John Gotti Is Dead at 61
John J. Gotti, who seized control of the Gambino crime family in a murderous coup, flaunted his power during a flamboyant reign as a Mafia boss, and then spent the last 11 years of his life locked away in prison, his gang in shambles, died today at a federal prison hospital in Springfield, Mo. He was 61.
Mr. Gotti's death came after a bout with cancer. In 1998, he was operated on in a prison hospital for neck and head cancer.
Traditional Mafia leaders led publicity-shy lives. Not so Mr. Gotti, who reveled in media attention as the boss of the nation's largest and most influential organized crime group. He cut a swashbuckling figure in New York City, wining and dining with show-business celebrities in elegant restaurants and nightspots surrounded by a coterie of bodyguards.

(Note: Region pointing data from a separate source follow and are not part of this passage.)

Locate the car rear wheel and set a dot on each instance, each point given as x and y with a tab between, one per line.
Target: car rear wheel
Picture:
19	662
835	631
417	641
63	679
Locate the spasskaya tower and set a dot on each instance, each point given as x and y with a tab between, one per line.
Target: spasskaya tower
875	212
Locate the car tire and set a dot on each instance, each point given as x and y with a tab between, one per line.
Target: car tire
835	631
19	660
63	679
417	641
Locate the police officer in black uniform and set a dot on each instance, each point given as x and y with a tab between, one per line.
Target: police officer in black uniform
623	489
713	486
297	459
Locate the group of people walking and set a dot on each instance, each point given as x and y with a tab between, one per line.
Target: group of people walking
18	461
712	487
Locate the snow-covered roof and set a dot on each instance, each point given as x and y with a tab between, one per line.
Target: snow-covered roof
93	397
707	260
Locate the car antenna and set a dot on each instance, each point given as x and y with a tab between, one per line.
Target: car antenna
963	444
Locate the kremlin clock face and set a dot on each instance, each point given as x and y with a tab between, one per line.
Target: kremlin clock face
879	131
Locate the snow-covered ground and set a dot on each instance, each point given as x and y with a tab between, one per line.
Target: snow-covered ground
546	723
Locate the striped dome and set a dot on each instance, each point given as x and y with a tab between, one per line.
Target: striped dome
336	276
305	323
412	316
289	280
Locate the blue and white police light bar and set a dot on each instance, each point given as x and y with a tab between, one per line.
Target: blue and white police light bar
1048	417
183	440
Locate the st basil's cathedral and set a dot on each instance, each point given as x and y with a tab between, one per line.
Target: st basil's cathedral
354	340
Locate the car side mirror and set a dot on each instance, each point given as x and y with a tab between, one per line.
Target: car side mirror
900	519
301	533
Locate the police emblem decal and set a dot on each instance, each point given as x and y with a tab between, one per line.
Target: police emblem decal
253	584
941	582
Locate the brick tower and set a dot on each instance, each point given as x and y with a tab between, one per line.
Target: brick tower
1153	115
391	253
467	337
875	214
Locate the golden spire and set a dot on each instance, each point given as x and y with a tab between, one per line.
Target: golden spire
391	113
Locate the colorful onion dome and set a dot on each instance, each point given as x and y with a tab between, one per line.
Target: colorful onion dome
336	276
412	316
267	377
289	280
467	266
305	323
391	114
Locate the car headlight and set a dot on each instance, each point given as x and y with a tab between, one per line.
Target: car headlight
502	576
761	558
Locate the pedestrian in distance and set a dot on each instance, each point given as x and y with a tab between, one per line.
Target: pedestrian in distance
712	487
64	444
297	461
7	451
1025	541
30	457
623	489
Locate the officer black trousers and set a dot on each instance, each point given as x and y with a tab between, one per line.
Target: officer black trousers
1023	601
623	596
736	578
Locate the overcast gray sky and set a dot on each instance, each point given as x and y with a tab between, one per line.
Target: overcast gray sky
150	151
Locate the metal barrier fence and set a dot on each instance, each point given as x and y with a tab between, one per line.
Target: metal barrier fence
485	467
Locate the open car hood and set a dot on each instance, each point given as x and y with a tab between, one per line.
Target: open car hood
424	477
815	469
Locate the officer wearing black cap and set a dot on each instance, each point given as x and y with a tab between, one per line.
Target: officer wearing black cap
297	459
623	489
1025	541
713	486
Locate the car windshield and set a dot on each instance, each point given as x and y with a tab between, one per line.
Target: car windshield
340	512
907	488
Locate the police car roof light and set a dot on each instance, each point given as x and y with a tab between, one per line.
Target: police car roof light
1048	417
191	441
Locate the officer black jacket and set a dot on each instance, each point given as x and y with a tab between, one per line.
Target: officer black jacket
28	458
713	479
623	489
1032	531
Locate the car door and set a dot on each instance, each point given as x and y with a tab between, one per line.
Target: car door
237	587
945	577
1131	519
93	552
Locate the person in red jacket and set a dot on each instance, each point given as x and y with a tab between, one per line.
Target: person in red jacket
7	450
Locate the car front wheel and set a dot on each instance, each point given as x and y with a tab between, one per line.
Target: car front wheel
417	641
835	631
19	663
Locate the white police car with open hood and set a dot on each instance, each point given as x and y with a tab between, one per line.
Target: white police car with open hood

From late 1985, when Mr. Gotti engineered the assassination of his predecessor, Paul Castellano, to 1992, when he was sent to a federal prison for life, Mr. Gotti's swagger and seeming immunity from punishment — he was acquitted in three criminal trials during the first five years of his regime — earned him mythic gangster status.
In tabloid argot, he was the Teflon Don, evading successful prosecution, or the Dapper Don, for his snappy appearance in courtrooms and on the city's streets. At the peak of his power, his silvery hair was styled in a swept-back coiffure, and he favored $2,000 Brioni double-breasted suits accessorized by $400 hand-painted floral silk ties. A lavish spender, he relished rare brandy costing $1,000 a bottle, and was unconcerned about losing as much as $250,000 in a dice game.
Salvatore Gravano, the right-hand man to Mr. Gotti as the underboss of the Gambino crime family before he defected to become a government witness and helped bring down his boss, said Mr. Gotti viewed himself as Robin Hood, admired and respected by the world. Once when they were in a restaurant together and Mr. Gotti was the focus of all attention, Mr. Gravano, known as Sammy the Bull, asked him if he disliked people staring at him. "No, no," Mr. Gotti replied. "This is my public, Sammy. They love me."
"He was the first media don," said J. Bruce Mouw, a former F.B.I. agent who supervised the bureau's Gambino Squad, the unit that uncovered the evidence that ultimately convicted Mr. Gotti. "He never tried to hide the fact that he was a superboss."
But when he was put on trial, Mr. Gotti never acknowledged that he was a Mafia leader. Outside the courtroom he responded to questions about being a mob kingpin by replying with a grin, "I'm the boss of my family, my wife and kids."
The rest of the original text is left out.